David Hammons: Art is Personal is Political
During a visit to a large retrospective of Hammons’ work, we discover an oeuvre that reflects not just one artist’s 45-year singular experience but uncovers a collective American consciousness grappling with racial injustice.
They call my art what it is. A lot of times I don't know what it is because I'm so close to it. I'm just in the process of trying to complete it. I think someone said all work is political the moment that last brushstroke is put on it. Then it's political, but before that it's alive and it's being made.” An excerpt from an interview with David Hammons on the politicization of his artwork in “EyeMinded: Living and Writing Contemporary Art” by Kellie Jones & Imamu Amiri Baraka, 2011.
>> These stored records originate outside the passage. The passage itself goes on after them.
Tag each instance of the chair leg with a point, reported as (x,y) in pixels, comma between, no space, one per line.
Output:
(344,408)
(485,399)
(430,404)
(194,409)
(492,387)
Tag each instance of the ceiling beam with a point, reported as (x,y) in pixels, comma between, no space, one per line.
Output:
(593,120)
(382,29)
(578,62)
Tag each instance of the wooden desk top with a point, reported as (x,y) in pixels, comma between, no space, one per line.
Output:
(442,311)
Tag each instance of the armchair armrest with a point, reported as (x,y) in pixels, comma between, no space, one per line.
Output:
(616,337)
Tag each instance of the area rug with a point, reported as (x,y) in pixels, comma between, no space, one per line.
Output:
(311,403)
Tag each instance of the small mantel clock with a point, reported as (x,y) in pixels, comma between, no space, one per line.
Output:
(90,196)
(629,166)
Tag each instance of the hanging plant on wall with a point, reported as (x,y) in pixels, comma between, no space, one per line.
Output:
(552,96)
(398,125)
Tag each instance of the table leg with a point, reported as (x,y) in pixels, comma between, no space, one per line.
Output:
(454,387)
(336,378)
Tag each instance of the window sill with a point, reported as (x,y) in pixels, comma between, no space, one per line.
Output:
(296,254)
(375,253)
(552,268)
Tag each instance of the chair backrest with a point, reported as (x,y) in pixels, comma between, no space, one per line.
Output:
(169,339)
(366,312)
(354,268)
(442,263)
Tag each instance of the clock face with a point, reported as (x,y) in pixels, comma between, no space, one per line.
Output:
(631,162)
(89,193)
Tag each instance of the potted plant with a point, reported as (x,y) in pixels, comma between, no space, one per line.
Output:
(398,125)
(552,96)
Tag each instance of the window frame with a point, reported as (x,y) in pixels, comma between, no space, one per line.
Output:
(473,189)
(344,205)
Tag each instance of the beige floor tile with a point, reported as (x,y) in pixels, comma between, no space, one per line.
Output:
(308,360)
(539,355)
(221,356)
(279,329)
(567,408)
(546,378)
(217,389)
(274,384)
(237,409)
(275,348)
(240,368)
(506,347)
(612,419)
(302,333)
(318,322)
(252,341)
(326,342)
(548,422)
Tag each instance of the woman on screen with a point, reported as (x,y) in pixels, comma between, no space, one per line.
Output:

After a recent visit to a large retrospective of David Hammons’ work, we find out the exhibition marks his first here in over 45 years. It’s wild to learn this, because the work speaks of this place and time as if it were made for it. Perhaps that’s what makes Hammons work as profound as it is; the deeply rooted messages within each piece sustain themselves across decades and across cities. They reflect a collective American consciousness as much as they are the products of an artist’s 45-year singular experience.
It’s tricky to sit down and summarize Hammons work because of this. Moreover, he creates across just about every medium, and teases what we might lay inside the bounds of ‘art’. Tarps cover canvasses, frames are formed of malleable cloth, he collects and documents everyday objects. He’s from Illinois, was educated in Los Angeles and now lives and works in New York. So, he’s geographically and experientially covered the ground of this country and from this his art exudes. Each piece is a reaction to his lived experience. As he says, “it's alive and it's being made,”... and then it’s meaning is born. He forges political statements on the traumas of the racial injustice he encountered. His work questions bigotry and classism and privilege. And yet, just as easily, he makes us laugh. His works exposes the falseness of the artworld and yet, he’s one of the most celebrated figures in modern American art. We’re excited to put a spotlight on him this week because we’re deeply inspired by these dichotomies, and the provocation of thought he’s unleashed on this city. We admire his experimentation, his unabashed artistic speech and ultimately his ability to create something beautiful in the face of it all.